Leoncillo. L’antico

Fino al 1° maggio al Museo Novecento una mostra dedicata allo scultore umbro in collaborazione col Museo Archeologico Nazionale di Firenze

Leoncillo. L’antico dal 3 dicembre al 1 maggio, è il nuovo appuntamento dedicato ai grandi maestri italiani del XX secolo che intende mettere in luce l’interesse del grande scultore umbro (Spoleto, 1915 – Roma, 1968) per l’antico, rileggendo le sue creazioni plastiche alla luce del rapporto con la grande arte del passato. Concepita come un vero e proprio ‘assolo’, la mostra è la prima in un museo italiano dedicata a indagare i profondi rapporti che Leoncillo ha intrattenuto con l’antico, arcaico e classico, oltre che con i grandi maestri del rinascimento e del barocco, lungo tutto l’arco della sua trentennale attività (1938-1968). Come in precedenti occasioni viene consolidato il rapporto di collaborazione con altri musei e istituzioni fiorentine.

Una delle più celebri opere di Leoncillo, Amanti antichi (1965) che rimanda al celeberrimo Sarcofago degli sposi. sarà esposta al Museo Archeologico Nazionale di Firenze a sottolineare la continuità di un dialogo fecondo tra arte contemporanea e passato, in questo caso con l’espressione artistica degli antichi etruschi, le cui creazioni impressionarono Leoncillo per la loro profonda comprensione dei sentimenti umani sospesi tra amore e morte, vita e aldilà.

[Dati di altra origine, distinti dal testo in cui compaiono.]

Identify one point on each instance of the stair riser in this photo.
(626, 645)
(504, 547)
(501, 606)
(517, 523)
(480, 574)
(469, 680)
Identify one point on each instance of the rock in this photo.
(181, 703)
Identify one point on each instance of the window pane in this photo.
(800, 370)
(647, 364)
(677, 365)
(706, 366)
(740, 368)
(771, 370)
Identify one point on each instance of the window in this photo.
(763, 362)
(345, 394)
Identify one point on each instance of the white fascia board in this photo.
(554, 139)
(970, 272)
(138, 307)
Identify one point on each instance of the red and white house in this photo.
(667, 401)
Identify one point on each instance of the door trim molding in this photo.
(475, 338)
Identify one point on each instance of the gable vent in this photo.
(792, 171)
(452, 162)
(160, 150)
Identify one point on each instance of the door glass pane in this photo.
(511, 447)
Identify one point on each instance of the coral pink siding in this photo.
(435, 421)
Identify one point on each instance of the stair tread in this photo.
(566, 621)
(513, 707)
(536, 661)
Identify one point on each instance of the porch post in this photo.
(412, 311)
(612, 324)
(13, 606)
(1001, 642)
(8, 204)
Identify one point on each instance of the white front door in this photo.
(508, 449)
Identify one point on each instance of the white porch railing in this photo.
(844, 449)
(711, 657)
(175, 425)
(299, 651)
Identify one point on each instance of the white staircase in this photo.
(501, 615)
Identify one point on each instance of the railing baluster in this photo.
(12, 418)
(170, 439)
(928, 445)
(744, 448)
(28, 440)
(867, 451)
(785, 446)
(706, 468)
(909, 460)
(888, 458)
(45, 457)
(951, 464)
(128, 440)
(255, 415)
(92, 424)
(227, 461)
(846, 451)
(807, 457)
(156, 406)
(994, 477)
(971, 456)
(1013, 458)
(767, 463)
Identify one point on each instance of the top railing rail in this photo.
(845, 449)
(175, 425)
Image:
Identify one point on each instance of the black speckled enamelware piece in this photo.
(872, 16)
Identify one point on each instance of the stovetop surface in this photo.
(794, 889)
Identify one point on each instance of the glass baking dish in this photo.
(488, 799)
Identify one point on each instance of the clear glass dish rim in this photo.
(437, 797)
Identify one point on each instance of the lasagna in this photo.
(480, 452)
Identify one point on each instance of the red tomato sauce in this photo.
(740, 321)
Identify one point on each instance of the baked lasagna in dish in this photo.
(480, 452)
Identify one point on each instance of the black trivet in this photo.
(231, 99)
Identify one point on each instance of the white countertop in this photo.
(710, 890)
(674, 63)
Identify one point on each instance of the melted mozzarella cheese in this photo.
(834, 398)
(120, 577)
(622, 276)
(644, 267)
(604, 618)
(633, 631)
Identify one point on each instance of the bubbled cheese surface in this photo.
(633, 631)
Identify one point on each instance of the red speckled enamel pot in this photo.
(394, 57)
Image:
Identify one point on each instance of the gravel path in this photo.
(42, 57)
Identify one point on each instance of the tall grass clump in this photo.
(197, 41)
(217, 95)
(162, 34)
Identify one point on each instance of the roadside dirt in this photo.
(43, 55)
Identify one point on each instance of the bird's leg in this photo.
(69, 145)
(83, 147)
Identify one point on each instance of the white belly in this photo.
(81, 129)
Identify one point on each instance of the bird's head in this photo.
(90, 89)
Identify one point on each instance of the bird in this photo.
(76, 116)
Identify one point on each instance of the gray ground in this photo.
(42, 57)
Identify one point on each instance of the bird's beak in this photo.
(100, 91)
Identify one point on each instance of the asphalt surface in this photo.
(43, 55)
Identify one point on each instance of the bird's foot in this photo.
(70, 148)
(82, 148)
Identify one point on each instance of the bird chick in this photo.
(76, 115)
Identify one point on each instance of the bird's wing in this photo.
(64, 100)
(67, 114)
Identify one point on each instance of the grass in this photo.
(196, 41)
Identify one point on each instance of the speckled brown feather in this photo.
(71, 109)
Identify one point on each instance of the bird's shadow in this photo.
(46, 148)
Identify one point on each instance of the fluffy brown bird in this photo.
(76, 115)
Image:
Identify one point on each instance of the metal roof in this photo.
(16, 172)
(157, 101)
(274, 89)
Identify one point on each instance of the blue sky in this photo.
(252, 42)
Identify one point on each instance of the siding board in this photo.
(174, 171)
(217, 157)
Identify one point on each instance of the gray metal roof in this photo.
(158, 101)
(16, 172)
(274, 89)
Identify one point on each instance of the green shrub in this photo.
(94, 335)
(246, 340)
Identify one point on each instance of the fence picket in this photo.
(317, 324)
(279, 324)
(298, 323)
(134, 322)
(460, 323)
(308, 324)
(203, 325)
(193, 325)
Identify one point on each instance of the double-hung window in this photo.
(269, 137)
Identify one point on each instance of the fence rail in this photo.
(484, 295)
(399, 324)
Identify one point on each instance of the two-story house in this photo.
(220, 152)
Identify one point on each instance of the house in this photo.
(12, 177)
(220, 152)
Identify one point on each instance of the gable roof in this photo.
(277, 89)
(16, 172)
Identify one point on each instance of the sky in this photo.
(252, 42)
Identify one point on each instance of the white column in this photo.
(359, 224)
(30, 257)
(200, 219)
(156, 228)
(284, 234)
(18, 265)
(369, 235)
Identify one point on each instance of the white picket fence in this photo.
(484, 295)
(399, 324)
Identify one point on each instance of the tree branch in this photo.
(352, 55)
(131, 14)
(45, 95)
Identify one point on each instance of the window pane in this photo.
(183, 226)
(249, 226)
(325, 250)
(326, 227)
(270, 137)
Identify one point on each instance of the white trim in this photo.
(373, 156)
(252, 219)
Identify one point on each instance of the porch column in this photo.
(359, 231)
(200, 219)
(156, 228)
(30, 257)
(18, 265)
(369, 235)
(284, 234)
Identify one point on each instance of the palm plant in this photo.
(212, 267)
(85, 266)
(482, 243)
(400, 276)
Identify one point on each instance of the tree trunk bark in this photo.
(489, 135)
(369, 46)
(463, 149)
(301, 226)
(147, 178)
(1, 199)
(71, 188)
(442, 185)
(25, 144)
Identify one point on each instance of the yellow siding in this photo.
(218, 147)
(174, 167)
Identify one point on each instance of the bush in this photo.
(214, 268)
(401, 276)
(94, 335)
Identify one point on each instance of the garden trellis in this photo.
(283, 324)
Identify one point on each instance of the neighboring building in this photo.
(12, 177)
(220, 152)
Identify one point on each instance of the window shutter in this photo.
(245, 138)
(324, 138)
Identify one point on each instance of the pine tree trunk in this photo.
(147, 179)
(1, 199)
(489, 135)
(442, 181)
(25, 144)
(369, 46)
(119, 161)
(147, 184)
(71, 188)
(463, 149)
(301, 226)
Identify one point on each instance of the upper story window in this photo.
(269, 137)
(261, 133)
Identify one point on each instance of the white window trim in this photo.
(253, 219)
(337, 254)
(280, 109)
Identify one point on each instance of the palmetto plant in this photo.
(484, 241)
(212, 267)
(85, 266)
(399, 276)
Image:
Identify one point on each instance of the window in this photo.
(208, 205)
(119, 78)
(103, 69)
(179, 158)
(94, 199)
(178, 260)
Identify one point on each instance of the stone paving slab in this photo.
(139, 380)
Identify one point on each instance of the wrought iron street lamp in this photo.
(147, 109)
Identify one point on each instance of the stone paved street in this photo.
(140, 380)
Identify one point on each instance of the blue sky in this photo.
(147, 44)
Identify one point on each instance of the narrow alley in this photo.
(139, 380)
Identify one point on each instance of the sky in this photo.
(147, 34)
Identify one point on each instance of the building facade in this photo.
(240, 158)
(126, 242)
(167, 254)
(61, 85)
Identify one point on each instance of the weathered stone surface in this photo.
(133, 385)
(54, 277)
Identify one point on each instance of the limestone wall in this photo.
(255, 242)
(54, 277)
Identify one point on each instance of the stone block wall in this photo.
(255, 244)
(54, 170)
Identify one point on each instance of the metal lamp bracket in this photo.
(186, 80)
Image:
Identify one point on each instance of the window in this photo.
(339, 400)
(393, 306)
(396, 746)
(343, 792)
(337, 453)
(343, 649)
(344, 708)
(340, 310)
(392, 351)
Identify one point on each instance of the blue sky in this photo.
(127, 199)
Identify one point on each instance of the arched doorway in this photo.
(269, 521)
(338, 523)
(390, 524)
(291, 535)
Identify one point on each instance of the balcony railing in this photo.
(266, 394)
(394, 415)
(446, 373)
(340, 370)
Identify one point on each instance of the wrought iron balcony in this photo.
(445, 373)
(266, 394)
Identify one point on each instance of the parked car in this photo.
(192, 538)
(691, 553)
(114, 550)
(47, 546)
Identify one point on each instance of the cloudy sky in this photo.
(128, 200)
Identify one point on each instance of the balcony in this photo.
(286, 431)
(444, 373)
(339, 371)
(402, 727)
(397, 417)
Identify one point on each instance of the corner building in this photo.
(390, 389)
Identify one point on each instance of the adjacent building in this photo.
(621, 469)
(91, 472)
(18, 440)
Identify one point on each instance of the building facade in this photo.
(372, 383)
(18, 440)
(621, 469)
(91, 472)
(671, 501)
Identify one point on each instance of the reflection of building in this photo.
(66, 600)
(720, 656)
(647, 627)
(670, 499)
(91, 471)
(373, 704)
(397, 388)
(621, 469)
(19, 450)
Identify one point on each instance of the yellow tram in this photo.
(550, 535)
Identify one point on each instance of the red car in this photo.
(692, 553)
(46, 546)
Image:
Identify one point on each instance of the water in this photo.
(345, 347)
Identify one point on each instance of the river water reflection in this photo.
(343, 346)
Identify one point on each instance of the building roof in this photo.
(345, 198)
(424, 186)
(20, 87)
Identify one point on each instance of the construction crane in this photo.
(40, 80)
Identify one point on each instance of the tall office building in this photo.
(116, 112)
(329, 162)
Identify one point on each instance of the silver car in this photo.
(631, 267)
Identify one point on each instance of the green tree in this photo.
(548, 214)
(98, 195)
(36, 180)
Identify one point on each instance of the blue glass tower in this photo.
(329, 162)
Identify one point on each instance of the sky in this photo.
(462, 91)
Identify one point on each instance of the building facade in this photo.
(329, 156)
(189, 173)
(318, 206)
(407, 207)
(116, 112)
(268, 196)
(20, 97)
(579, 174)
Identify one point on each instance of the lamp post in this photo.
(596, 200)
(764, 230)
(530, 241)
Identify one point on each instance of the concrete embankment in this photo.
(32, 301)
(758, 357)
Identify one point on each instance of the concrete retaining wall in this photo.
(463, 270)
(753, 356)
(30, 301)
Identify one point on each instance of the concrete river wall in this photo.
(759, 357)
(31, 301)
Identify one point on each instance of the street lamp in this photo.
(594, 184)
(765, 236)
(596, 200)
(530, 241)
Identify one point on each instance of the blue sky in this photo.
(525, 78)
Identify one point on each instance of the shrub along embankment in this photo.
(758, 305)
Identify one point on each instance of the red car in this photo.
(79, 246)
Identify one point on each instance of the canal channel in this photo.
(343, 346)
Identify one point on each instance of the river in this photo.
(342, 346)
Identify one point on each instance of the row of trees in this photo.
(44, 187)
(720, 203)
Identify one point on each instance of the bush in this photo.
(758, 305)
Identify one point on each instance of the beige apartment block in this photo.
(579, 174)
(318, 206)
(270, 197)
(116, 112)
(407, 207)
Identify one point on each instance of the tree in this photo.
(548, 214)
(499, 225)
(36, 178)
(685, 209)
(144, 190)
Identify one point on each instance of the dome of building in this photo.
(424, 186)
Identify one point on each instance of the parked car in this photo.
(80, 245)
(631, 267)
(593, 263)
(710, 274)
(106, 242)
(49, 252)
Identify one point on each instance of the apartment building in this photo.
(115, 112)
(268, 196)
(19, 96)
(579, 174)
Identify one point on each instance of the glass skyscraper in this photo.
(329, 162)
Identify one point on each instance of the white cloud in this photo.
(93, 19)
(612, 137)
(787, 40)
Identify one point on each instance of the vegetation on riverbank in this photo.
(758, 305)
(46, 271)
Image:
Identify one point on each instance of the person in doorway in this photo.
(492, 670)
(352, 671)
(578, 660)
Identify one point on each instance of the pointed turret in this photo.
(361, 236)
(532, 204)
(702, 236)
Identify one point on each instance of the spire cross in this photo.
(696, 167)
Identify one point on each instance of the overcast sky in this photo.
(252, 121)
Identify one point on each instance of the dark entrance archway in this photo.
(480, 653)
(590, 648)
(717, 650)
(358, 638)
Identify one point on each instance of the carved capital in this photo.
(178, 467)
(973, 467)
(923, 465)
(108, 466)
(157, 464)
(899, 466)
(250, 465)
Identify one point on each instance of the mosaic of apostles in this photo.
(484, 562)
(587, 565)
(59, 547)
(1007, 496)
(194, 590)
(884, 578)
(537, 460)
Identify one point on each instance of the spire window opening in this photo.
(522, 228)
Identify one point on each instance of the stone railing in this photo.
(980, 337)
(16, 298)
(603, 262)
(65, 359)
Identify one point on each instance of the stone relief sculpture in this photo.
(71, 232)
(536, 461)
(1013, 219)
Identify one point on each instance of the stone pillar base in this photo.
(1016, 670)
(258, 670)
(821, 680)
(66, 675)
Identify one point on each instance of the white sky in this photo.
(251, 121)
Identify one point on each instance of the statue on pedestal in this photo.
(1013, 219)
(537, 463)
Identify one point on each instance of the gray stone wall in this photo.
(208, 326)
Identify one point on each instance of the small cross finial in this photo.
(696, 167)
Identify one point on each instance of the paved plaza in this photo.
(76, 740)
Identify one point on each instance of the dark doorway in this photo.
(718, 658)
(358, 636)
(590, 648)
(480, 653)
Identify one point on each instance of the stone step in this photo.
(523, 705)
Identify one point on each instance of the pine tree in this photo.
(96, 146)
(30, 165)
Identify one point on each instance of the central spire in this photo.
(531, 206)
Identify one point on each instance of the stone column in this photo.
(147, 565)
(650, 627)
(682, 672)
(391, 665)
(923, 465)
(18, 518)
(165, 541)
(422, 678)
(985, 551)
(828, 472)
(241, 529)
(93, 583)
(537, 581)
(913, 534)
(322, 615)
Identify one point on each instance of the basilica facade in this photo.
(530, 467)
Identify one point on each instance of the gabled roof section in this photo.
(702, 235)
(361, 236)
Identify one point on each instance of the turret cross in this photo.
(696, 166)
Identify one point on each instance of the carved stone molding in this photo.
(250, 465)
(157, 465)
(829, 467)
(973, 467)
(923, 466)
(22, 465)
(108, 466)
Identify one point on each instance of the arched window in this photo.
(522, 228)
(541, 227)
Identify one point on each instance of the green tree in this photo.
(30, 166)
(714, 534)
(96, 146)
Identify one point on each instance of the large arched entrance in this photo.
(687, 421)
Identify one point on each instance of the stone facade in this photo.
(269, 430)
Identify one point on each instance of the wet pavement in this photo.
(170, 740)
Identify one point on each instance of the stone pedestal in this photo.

Le opere esposte, una trentina fra sculture, pannelli e carte, mettono in evidenza infatti la continuità di sguardo che ne attraversa tutto il lavoro, al di là delle classificazioni più tradizionali e basate unicamente su criteri stilistici: infatti, dagli esseri ibridi e mostruosi del 1939 sino all’ultimo e celebrato decennio in cui trionfa l’esperienza della materia, attraverso la stagione neocubista (1946-1955), Leoncillo non rinuncia mai ad articolare un confronto intimo ed impegnativo con il grande passato della scultura, non soltanto per restituire dignità al proprio materiale d’elezione, la ceramica, ridotta in genere a semplice strumento da artigiani, ma collocandosi implicitamente sullo stesso piano dei maestri e delle civiltà artistiche che l’hanno preceduto di fronte allo stesso soggetto privilegiato, l’uomo, e allo stesso dramma: la sofferenza e la morte. 

La mostra, a cura di Enrico Mascelloni e Martina Corgnati con la direzione artistica di Sergio Risaliti, organizzata da MUS.E, costituisce il primo tentativo sistematico di indagine sulle presenze antiche in tutta l’opera del maestro umbro, riunendo tra le altre le tre terrecotte policrome invetriate ricordate come i Mostri – creature ibride ispirate al mondo classico realizzate negli ultimi anni Trenta, la Sirena, l’Ermafrodito e l’Arpia, prossime agli esempi coevi della Scuola Romana, in particolare a Scipione.